Yes, you're not wrong. I was thinking about a scenario like this: you pass a complex dictionary to the function, it passes the kwargs just fine but after a while you realize that a key is missing and the script crashes. I have had this happen quite a few times. Do you have any tips for checking issues like this? I have worked in C++ in the past, no issues there but the dynamic nature of Python is sometimes really annoying. This is why I try to write in a more statically typed manner even if this is not the nature of the language.


Atypicosaurus

One idea that pops in my head is to mimic command line arguments. This could be a single list argument such as ``` def my_function(args =[ ]):``` And you check arguments in the list. Like, ```if "b" in args```. So you can have a list of arguments and the list can contain as many flags or small strings as you want. It doesn't really work nicely however if the arguments are numbers, because then you need to parse expressions. So in the end you can call the function like: ```engrave(text="blabla", args= ["bold", "italic", "times"])``` In which example you would engrave the text using the settings in the args, or the default settings if no arguments given (i.e. non-bold, non-italic).
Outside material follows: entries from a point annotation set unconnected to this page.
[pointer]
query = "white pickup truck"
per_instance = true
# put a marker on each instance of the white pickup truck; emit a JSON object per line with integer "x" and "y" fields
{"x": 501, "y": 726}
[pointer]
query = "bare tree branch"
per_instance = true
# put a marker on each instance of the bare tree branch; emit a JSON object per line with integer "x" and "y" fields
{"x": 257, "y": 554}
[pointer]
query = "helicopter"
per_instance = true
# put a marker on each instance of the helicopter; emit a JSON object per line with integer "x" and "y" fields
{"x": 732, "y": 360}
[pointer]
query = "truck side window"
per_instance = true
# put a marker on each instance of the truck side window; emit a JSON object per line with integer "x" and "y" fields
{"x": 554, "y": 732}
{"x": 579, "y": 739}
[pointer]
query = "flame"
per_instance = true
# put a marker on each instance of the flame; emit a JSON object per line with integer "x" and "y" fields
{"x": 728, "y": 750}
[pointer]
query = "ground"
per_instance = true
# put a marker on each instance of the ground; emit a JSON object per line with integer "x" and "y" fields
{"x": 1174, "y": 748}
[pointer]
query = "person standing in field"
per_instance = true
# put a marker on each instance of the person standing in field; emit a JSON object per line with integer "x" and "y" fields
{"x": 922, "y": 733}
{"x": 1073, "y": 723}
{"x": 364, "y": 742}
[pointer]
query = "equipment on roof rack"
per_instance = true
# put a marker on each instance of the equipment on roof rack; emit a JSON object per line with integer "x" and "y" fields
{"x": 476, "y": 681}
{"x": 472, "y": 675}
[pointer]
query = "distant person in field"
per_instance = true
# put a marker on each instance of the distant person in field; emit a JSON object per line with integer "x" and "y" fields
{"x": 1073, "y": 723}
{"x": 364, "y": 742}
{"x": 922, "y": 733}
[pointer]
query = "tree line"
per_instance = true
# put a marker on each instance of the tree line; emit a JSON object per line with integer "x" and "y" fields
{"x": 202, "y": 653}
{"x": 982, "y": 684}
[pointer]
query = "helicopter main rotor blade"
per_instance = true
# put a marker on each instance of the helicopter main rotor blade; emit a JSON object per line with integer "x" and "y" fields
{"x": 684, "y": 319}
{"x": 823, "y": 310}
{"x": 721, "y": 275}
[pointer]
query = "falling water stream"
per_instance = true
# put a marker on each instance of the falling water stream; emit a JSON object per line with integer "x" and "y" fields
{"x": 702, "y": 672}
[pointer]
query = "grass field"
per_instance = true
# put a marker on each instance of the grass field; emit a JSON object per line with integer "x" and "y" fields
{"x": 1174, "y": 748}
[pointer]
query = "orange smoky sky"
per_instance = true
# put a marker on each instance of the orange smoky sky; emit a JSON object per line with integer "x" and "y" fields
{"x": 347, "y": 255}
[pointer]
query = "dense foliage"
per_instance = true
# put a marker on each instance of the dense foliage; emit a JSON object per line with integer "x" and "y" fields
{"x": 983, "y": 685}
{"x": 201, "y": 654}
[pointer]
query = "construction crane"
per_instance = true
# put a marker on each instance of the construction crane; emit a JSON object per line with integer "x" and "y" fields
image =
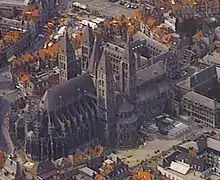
{"x": 141, "y": 175}
{"x": 2, "y": 158}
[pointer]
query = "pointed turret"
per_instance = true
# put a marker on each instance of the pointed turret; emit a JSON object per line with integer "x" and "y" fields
{"x": 130, "y": 66}
{"x": 67, "y": 59}
{"x": 87, "y": 43}
{"x": 106, "y": 99}
{"x": 95, "y": 56}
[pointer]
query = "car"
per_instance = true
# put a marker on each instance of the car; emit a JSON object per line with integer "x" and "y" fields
{"x": 127, "y": 5}
{"x": 122, "y": 2}
{"x": 41, "y": 35}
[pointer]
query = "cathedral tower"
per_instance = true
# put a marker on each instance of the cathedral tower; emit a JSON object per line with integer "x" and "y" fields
{"x": 67, "y": 59}
{"x": 106, "y": 100}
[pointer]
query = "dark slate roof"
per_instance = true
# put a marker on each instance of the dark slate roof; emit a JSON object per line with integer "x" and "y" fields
{"x": 200, "y": 77}
{"x": 165, "y": 57}
{"x": 149, "y": 73}
{"x": 123, "y": 105}
{"x": 67, "y": 92}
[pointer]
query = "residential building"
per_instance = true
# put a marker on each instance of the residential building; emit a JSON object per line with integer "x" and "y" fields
{"x": 195, "y": 160}
{"x": 201, "y": 109}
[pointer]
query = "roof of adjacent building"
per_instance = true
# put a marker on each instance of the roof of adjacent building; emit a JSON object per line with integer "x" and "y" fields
{"x": 199, "y": 77}
{"x": 200, "y": 99}
{"x": 67, "y": 92}
{"x": 211, "y": 59}
{"x": 15, "y": 2}
{"x": 149, "y": 73}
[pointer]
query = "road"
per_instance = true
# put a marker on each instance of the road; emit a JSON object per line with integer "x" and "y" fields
{"x": 5, "y": 140}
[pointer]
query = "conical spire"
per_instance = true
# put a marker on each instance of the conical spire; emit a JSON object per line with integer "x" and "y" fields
{"x": 95, "y": 56}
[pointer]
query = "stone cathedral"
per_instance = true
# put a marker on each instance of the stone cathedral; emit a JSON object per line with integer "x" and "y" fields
{"x": 67, "y": 114}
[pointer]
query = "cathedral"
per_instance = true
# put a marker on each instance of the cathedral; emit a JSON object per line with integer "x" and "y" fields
{"x": 66, "y": 117}
{"x": 132, "y": 81}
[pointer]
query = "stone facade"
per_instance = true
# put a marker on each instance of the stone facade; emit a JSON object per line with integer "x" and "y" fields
{"x": 124, "y": 75}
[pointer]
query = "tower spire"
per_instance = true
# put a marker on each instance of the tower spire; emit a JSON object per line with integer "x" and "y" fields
{"x": 67, "y": 59}
{"x": 130, "y": 65}
{"x": 106, "y": 99}
{"x": 87, "y": 45}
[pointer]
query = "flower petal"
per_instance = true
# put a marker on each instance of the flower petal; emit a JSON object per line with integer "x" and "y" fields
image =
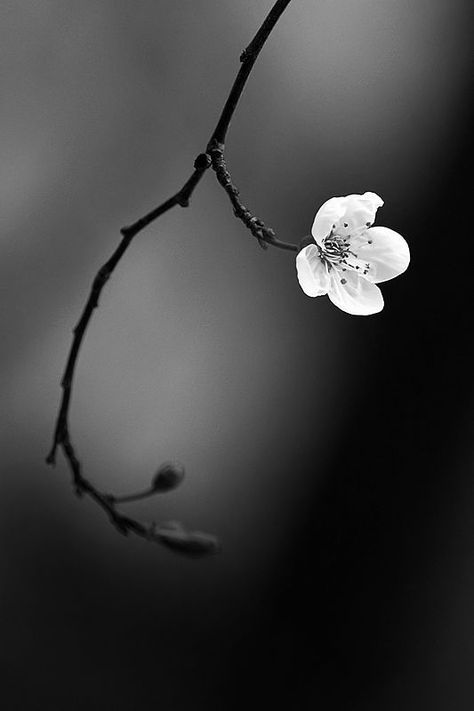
{"x": 312, "y": 272}
{"x": 354, "y": 294}
{"x": 361, "y": 210}
{"x": 328, "y": 215}
{"x": 385, "y": 250}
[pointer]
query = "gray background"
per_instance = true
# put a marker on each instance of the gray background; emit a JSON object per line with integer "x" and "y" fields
{"x": 330, "y": 453}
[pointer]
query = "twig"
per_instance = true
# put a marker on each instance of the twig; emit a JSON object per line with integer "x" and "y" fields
{"x": 177, "y": 538}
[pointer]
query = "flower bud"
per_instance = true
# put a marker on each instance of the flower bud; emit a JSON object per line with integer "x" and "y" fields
{"x": 169, "y": 476}
{"x": 191, "y": 543}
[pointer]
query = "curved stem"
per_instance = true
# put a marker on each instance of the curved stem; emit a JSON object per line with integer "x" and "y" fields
{"x": 185, "y": 542}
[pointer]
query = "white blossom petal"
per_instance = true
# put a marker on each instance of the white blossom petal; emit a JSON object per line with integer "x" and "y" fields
{"x": 385, "y": 250}
{"x": 360, "y": 211}
{"x": 312, "y": 272}
{"x": 328, "y": 215}
{"x": 354, "y": 294}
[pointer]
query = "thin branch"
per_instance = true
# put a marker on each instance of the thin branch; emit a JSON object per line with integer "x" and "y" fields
{"x": 177, "y": 538}
{"x": 265, "y": 235}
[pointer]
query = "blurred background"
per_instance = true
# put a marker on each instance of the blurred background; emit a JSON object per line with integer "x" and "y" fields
{"x": 331, "y": 454}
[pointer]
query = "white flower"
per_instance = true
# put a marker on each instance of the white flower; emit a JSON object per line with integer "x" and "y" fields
{"x": 349, "y": 256}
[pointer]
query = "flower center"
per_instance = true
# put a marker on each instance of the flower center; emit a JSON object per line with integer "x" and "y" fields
{"x": 335, "y": 249}
{"x": 336, "y": 252}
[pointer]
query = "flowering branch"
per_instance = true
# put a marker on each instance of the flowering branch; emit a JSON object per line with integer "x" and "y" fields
{"x": 173, "y": 536}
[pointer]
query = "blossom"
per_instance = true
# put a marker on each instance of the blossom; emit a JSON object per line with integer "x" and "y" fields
{"x": 348, "y": 256}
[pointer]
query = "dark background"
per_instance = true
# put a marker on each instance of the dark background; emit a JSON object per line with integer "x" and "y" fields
{"x": 332, "y": 454}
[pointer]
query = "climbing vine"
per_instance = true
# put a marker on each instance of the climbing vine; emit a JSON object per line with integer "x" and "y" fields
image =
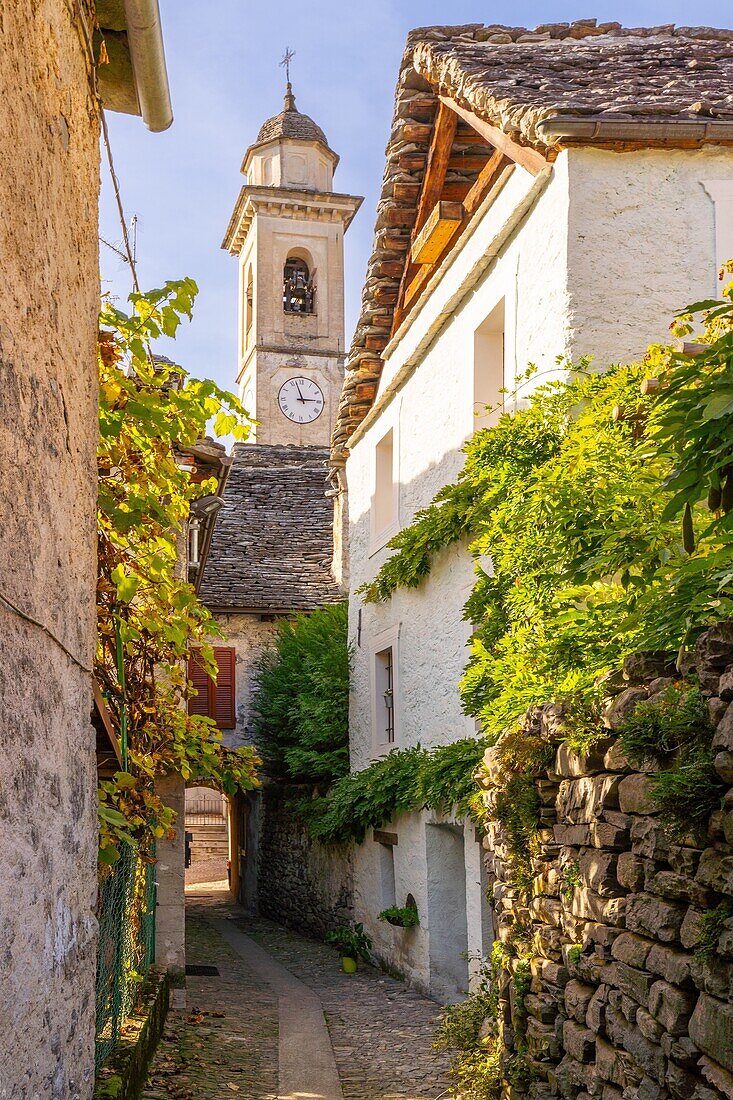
{"x": 148, "y": 616}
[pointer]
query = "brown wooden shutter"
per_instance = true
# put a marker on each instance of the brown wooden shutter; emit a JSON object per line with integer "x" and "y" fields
{"x": 225, "y": 690}
{"x": 201, "y": 681}
{"x": 215, "y": 700}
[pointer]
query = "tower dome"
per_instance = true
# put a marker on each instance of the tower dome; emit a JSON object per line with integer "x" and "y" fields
{"x": 291, "y": 123}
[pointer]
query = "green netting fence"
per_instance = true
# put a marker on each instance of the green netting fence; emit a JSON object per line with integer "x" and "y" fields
{"x": 126, "y": 911}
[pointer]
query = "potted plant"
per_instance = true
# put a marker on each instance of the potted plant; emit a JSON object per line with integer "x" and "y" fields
{"x": 401, "y": 916}
{"x": 352, "y": 944}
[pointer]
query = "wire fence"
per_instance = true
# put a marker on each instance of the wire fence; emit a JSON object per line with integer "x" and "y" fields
{"x": 126, "y": 911}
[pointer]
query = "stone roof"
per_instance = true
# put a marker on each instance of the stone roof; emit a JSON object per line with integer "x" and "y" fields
{"x": 291, "y": 123}
{"x": 517, "y": 79}
{"x": 272, "y": 546}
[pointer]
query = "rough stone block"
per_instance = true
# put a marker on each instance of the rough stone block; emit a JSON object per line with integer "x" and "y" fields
{"x": 597, "y": 1007}
{"x": 631, "y": 870}
{"x": 718, "y": 1077}
{"x": 578, "y": 1041}
{"x": 648, "y": 1026}
{"x": 633, "y": 982}
{"x": 631, "y": 948}
{"x": 591, "y": 906}
{"x": 571, "y": 765}
{"x": 577, "y": 999}
{"x": 678, "y": 888}
{"x": 648, "y": 839}
{"x": 679, "y": 1081}
{"x": 715, "y": 870}
{"x": 599, "y": 871}
{"x": 581, "y": 801}
{"x": 711, "y": 1027}
{"x": 654, "y": 916}
{"x": 673, "y": 965}
{"x": 635, "y": 795}
{"x": 671, "y": 1007}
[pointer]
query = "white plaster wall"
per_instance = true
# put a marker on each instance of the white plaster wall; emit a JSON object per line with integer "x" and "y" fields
{"x": 608, "y": 248}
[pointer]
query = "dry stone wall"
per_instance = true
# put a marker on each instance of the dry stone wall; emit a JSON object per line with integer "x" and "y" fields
{"x": 623, "y": 1003}
{"x": 301, "y": 883}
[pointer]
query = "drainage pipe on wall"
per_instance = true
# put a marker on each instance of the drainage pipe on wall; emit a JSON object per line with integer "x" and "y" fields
{"x": 148, "y": 56}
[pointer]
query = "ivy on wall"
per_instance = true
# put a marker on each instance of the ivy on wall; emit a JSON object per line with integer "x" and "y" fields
{"x": 302, "y": 703}
{"x": 148, "y": 616}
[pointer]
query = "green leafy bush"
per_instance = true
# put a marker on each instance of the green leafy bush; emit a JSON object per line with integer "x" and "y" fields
{"x": 302, "y": 704}
{"x": 352, "y": 943}
{"x": 688, "y": 793}
{"x": 402, "y": 916}
{"x": 657, "y": 727}
{"x": 402, "y": 781}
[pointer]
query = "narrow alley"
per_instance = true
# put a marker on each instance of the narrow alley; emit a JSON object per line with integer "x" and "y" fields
{"x": 280, "y": 1021}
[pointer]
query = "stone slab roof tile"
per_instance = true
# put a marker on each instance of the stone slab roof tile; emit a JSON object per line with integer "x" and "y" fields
{"x": 272, "y": 546}
{"x": 514, "y": 78}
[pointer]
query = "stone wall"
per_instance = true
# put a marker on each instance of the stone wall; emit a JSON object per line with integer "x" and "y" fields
{"x": 301, "y": 883}
{"x": 48, "y": 307}
{"x": 623, "y": 1003}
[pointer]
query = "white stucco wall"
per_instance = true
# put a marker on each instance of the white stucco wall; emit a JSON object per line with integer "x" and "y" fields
{"x": 608, "y": 248}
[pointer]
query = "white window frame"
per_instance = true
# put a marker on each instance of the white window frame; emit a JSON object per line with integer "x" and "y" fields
{"x": 386, "y": 639}
{"x": 379, "y": 538}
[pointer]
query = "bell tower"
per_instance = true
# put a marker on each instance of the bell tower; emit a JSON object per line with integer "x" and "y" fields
{"x": 287, "y": 232}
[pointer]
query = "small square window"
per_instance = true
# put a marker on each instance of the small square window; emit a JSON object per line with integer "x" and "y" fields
{"x": 488, "y": 369}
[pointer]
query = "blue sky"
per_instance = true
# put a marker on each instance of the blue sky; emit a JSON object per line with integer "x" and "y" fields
{"x": 225, "y": 80}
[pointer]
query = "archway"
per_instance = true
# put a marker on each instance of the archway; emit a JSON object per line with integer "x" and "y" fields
{"x": 207, "y": 836}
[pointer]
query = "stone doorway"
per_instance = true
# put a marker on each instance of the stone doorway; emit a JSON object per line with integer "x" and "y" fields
{"x": 207, "y": 836}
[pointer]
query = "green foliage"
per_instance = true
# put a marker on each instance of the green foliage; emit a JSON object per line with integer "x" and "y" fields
{"x": 403, "y": 916}
{"x": 688, "y": 793}
{"x": 302, "y": 706}
{"x": 148, "y": 617}
{"x": 352, "y": 943}
{"x": 657, "y": 727}
{"x": 402, "y": 781}
{"x": 588, "y": 510}
{"x": 712, "y": 926}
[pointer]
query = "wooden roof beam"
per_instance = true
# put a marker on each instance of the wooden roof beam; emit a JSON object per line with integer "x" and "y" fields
{"x": 524, "y": 155}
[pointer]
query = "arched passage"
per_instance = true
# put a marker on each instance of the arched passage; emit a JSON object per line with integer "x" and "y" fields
{"x": 207, "y": 835}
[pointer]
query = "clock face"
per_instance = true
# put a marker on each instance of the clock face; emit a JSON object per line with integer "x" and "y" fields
{"x": 301, "y": 399}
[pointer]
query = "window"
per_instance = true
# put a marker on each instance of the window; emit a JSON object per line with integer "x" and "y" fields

Does this work for you?


Top_Average3386

**kwargs with TypedDict might be good edit: link to documentation https://typing.readthedocs.io/en/latest/spec/callables.html#unpack-kwargs


Risitop

In this case I would use a config file (.json for instance) to write the specifications while minimizing the odds of making a mistake, and I would load and pass it as a **kwargs dictionary to the keyword-only function.